Aynı Tarifenin “Manevi tazminat davalarında ücret” başlıklı 10. maddesinde ise “(1) Manevi tazminat davalarında avukatlık ücreti, hüküm altına alınan miktar üzerinden Tarifenin üçüncü kısmına göre belirlenir. (2) Davanın kısmen reddi durumunda, karşı taraf vekili yararına Tarifenin üçüncü kısmına göre hükmedilecek ücret, davacı vekili lehine belirlenen ücreti geçemez. (3) Bu davaların tamamının reddi durumunda avukatlık ücreti, Tarifenin ikinci kısmının ikinci bölümüne göre hükmolunur. (4) Manevi tazminat davasının, maddi tazminat veya parayla değerlendirilmesi mümkün diğer taleplerle birlikte açılması durumunda; manevi tazminat açısından avukatlık ücreti ayrı bir kalem olarak hükmedilir.” düzenlemesi yer almaktadır.
HUKUKİ DEĞERLENDİRME:
Bakılmakta olan dava, 20.000,00 TL maddi ve 50.000,00 TL manevi tazminat istemiyle açılmıştır. (Mahkeme kararında sehven 50.000,00 TL maddi, 20.000,00 TL manevi olarak yazılmıştır) İdare Mahkemesince, davanın reddine ve reddedilen maddi tazminat yönünden Avukatlık Asgari Ücret Tarifesine göre nispi olarak hesaplanan 4.800,00 TL, reddedilen manevi tazminat yönünden ise maktu olarak belirlenen 750,00 TL vekalet ücretinin davacı tarafından davalı idareye ödenmesine karar verilmiştir.
Maddi tazminat talebiyle açılan davalarda, kabul edilen tazminat miktarının önemli bir kısmının vekalet ücreti olarak davalı idareye ödenmesi, açılan tazminat davasını davacı açısından anlamsız hale getirmekte, bazı olaylarda ise, davacının dava açılmadan önceki durumundan daha kötü bir duruma girmesine neden olmakta, bu durum, gerek Anayasa Mahkemesinin bireysel başvuru kararlarında gerekse Avrupa İnsan Hakları Mahkemesi kararlarında mahkemeye erişim hakkının ihlali olarak değerlendirilmektedir. Tümden ret ya da kısmen kabul, kısmen ret ile sonuçlanan maddi tazminat davalarında, taraflar lehine hükmedilecek vekalet ücretinin, kişilerin hak arama özgürlüğü kapsamındaki mahkemeye erişim hakkını ihlal etmeden ne şekilde hesaplanacağı konusunda Tarifenin 10. maddesinin 2. ve 3. fıkralarına paralel bir düzenlemeye yer verilmemiş olması nedeniyle, reddedilen maddi tazminatın Tarifenin üçüncü kısmına göre belirleneceğine ilişkin Tarife hükmünün ihmal edilmesi, hakkaniyete daha uygun olacaktır.
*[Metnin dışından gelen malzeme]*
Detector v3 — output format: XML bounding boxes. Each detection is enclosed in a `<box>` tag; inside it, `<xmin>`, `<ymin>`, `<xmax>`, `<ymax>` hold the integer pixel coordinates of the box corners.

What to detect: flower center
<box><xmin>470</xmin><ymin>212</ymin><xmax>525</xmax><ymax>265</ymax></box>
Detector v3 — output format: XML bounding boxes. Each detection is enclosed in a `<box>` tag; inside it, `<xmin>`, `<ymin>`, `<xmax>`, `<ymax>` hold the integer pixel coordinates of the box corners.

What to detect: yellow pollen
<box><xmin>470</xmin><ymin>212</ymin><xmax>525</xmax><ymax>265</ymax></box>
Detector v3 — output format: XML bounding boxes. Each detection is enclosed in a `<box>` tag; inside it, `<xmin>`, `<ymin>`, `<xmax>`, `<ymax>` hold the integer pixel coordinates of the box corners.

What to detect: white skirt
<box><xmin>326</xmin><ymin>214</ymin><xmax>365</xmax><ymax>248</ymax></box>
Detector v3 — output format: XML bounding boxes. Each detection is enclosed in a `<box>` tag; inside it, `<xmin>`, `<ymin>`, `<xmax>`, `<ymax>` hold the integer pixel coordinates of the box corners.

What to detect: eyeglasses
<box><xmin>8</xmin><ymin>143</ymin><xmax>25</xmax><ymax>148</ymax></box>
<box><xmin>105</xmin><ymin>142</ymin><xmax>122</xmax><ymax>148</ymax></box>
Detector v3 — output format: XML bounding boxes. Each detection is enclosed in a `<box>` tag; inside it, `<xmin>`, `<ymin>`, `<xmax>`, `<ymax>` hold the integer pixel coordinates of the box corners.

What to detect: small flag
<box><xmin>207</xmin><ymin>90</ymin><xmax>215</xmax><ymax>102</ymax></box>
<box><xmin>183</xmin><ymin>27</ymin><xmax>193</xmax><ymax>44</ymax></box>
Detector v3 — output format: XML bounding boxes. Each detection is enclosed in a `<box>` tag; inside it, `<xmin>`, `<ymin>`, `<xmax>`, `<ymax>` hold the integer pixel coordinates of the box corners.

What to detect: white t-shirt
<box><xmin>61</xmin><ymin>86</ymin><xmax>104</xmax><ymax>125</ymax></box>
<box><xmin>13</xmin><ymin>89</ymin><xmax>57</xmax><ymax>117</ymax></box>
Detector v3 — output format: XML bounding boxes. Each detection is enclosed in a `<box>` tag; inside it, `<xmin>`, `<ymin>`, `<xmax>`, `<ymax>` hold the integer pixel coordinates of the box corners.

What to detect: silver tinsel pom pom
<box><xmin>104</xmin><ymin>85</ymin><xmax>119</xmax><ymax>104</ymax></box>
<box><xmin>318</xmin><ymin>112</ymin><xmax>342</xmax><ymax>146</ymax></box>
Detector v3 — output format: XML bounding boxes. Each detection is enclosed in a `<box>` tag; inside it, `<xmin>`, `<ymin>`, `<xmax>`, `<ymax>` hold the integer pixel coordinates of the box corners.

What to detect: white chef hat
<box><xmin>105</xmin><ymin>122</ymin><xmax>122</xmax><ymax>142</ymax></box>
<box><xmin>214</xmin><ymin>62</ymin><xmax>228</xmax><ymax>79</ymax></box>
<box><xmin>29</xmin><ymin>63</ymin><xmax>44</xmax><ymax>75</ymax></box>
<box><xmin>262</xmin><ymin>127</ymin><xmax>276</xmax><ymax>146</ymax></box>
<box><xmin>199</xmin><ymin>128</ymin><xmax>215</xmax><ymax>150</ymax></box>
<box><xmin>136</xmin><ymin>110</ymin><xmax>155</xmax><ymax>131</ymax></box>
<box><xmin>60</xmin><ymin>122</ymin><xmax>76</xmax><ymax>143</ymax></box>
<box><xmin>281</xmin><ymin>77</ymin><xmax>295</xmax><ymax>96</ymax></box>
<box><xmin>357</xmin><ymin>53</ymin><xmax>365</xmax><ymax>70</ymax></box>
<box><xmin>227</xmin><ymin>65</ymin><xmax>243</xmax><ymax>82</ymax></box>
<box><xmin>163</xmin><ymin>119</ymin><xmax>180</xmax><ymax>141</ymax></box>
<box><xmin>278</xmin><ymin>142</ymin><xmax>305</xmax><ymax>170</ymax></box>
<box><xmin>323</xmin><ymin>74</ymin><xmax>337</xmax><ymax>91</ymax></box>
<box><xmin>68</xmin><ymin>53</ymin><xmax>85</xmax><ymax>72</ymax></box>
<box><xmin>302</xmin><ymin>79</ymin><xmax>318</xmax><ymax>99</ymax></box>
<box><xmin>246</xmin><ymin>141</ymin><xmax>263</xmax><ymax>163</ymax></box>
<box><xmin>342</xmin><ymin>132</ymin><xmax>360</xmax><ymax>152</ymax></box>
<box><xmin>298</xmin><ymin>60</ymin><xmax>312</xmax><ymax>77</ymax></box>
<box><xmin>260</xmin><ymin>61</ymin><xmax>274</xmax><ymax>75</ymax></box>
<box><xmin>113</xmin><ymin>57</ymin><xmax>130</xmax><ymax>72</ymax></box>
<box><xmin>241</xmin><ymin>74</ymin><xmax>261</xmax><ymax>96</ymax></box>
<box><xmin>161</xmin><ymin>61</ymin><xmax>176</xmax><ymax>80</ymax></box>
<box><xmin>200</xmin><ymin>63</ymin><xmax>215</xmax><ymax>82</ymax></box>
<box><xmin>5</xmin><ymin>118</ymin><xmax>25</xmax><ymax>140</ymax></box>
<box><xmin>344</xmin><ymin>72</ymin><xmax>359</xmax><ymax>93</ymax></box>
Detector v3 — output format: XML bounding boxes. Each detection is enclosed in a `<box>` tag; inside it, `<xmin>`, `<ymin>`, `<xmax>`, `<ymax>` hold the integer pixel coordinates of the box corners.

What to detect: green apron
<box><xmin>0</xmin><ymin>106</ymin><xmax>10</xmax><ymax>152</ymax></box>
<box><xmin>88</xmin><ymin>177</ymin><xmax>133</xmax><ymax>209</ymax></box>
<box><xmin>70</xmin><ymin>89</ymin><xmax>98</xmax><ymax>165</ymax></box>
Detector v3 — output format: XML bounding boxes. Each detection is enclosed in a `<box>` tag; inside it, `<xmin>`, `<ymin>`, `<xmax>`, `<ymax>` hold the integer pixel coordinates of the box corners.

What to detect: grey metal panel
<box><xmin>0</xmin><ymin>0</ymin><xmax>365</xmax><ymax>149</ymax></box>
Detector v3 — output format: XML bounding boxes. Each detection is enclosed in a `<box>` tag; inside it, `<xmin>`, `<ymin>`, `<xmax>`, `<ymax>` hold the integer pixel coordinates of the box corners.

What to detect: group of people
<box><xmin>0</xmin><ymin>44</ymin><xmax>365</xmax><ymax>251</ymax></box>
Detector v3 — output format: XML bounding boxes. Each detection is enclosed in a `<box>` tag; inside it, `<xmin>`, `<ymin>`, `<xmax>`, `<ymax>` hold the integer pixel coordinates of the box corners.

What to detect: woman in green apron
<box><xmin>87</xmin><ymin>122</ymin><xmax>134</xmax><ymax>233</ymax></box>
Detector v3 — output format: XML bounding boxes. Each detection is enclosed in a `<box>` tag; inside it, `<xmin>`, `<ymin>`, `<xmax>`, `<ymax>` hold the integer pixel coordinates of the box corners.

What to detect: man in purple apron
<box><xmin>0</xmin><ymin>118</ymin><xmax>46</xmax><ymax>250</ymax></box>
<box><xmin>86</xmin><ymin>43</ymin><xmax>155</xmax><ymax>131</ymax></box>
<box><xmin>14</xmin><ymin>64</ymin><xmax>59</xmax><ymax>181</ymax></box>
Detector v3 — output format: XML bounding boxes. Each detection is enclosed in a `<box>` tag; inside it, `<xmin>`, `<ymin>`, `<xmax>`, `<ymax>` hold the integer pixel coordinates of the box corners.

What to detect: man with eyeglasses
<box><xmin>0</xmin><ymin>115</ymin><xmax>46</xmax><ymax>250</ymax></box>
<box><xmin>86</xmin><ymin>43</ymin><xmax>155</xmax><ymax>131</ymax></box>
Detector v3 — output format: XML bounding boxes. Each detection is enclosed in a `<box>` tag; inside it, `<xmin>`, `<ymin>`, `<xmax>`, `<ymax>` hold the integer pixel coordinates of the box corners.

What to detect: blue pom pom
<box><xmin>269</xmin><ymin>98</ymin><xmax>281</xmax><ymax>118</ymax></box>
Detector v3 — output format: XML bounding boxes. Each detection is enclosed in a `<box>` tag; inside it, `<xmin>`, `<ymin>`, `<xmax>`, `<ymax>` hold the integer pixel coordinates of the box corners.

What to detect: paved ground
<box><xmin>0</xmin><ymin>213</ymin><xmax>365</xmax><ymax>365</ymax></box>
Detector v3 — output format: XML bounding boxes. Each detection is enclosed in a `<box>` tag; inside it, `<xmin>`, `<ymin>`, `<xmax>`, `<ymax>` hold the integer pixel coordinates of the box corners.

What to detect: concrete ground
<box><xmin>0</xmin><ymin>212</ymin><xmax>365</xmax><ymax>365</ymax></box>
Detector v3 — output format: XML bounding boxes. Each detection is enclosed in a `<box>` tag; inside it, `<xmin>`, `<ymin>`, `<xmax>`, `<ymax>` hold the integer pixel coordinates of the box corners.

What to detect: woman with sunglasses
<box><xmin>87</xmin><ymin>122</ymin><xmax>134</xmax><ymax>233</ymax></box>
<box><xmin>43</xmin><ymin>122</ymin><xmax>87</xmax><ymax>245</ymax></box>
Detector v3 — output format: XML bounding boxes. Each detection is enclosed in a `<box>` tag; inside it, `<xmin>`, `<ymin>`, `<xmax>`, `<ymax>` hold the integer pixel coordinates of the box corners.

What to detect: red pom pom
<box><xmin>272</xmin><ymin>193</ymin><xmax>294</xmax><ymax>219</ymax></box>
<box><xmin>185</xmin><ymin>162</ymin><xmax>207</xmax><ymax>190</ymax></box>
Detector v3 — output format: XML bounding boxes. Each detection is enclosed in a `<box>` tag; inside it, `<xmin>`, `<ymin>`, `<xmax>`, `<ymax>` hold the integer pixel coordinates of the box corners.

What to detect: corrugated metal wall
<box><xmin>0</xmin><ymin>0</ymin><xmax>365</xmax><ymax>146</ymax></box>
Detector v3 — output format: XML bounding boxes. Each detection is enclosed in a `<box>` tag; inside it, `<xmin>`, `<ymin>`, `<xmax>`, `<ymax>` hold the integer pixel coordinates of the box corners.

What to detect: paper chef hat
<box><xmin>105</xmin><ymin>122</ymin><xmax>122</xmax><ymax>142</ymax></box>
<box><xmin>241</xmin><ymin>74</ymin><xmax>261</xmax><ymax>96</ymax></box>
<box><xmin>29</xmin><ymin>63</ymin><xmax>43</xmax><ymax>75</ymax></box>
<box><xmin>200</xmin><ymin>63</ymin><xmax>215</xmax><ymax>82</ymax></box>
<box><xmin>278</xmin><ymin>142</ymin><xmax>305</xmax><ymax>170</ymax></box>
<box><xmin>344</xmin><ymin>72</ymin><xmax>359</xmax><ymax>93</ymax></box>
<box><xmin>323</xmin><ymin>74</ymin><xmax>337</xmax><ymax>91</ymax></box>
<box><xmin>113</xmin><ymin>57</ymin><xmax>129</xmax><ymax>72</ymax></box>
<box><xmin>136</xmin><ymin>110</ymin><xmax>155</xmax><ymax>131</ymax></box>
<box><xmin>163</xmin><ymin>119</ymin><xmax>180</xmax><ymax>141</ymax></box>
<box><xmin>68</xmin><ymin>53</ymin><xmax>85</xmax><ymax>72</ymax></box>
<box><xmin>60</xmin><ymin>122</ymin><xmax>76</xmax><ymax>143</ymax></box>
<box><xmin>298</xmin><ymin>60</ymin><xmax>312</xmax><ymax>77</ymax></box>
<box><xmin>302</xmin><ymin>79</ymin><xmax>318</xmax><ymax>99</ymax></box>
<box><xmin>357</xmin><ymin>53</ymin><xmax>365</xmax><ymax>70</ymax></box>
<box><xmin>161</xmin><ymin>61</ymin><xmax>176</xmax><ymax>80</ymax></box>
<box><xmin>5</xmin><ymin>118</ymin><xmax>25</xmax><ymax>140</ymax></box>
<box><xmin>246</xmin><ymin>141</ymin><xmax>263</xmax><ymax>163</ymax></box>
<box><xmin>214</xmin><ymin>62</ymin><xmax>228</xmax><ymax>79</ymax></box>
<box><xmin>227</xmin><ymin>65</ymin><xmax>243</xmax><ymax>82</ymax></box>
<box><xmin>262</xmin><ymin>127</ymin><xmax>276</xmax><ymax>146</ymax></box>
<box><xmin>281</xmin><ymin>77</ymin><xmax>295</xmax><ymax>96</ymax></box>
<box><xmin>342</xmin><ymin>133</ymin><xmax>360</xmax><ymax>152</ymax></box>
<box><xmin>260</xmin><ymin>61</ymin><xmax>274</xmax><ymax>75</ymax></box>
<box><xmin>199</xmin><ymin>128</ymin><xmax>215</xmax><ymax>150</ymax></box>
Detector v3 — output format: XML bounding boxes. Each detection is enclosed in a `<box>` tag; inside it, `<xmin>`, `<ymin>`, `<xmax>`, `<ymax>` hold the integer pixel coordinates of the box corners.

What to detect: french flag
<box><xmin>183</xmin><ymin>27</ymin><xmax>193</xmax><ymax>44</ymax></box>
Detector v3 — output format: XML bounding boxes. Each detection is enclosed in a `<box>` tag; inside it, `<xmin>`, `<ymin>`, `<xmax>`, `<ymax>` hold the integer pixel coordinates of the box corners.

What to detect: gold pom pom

Yukarıda yer alan açıklamalar uyarınca, İdare Mahkemesince, manevi tazminat isteminin tamamı için ret hükmü kurularak davalı idare lehine maktu vekâlet ücretine hükmedilirken; maddi tazminat isteminin tamamı için ret hükmü kurulmasına rağmen davalı idare lehine nispi vekâlet ücretine hükmedilmesinde hukuki isabet görülmemiştir.
Esasen davalı tarafın bu dava kapsamında, iki tazminat konusu yönünden farklı bir hukuki değerlendirme yapması da söz konusu değildir.
Bu durumda; reddedilen maddi tazminat talebi yönünden davalı idare lehine Mahkeme kararının verildiği tarihte yürürlükte olan Avukatlık Asgari Ücret Tarifesine göre … TL vekalet ücretine hükmedilmesi gerektiğinden, Mahkeme kararının hüküm fıkrasında yer alan “4.800,00 TL” ibaresinin “… TL”, “toplamda … TL vekalet ücretinin” ibaresinin “toplamda … TL vekalet ücretinin” olarak düzeltilmesi gerekmektedir.

KARAR SONUCU :
Açıklanan nedenlerle;
1. Davacının, reddedilen maddi tazminat yönünden aleyhine hükmedilen nispi vekalet ücretine yönelik temyiz isteminin kabulüne, diğer temyiz istemlerinin reddine,
2. Davanın reddine ilişkin … İdare Mahkemesinin … tarih ve E:…, K:… sayılı kararının, hüküm fıkrasında yer alan “… TL” ibaresinin “…TL”, “toplamda … TL vekalet ücretinin” ibaresinin “toplamda … TL vekalet ücretinin” şeklinde DÜZELTİLEREK ONANMASINA,
3. 2577 sayılı Kanun’un (geçici 8. maddesi uyarınca uygulanmasına devam edilen) 54. maddesinin 1. fıkrası uyarınca bu kararın tebliğ tarihini izleyen günden itibaren 15 (on beş) gün içinde karar düzeltme yolu açık olmak üzere, 24/11/2020 tarihinde temyize konu Mahkeme kararının, davanın reddine ilişkin kısmı ile reddedilen manevi tazminat miktarı üzerinden davalı idare lehine maktu vekalet ücretine hükmedilmesine ilişkin kısmı yönünden oy birliğiyle, reddedilen maddi tazminat nedeniyle davalı idare lehine nispi vekalet ücretine hükmedilmesine ilişkin kısmı yönünden oy çokluğuyla karar verildi.

KARŞI OY (X) :
Temyiz istemine konu Mahkeme kararında, reddedilen maddi tazminat talebi yönünden davalı idare lehine maktu vekalet ücretine hükmedilmesi gerekirken, nispi vekalet ücretine hükmedilmesinde hukuka uyarlık bulunmamaktadır. Bu husus, 2577 sayılı İdari Yargılama Usulü Kanunu’nun “Temyiz incelemesi üzerine verilecek kararlar” başlıklı 49. maddesinin 1. fıkrasının (b) bendi uyarınca kararın düzeltilerek onanmasını gerektiren, “yeniden yargılama yapılmasına ihtiyaç duyulmayan maddi hata ile düzeltilmesi mümkün eksiklik veya yanlışlık” kapsamında olmayan, anılan maddenin 2. fıkrasının (b) bendi uyarınca kararın bozulmasını gerektiren “hukuka aykırılık” teşkil ettiğinden, İdare Mahkemesi kararının bu kısmının, Mahkemece yeniden bir karar verilmek üzere bozulması gerektiği oyuyla aksi yöndeki Daire kararına bu yönden katılmıyorum.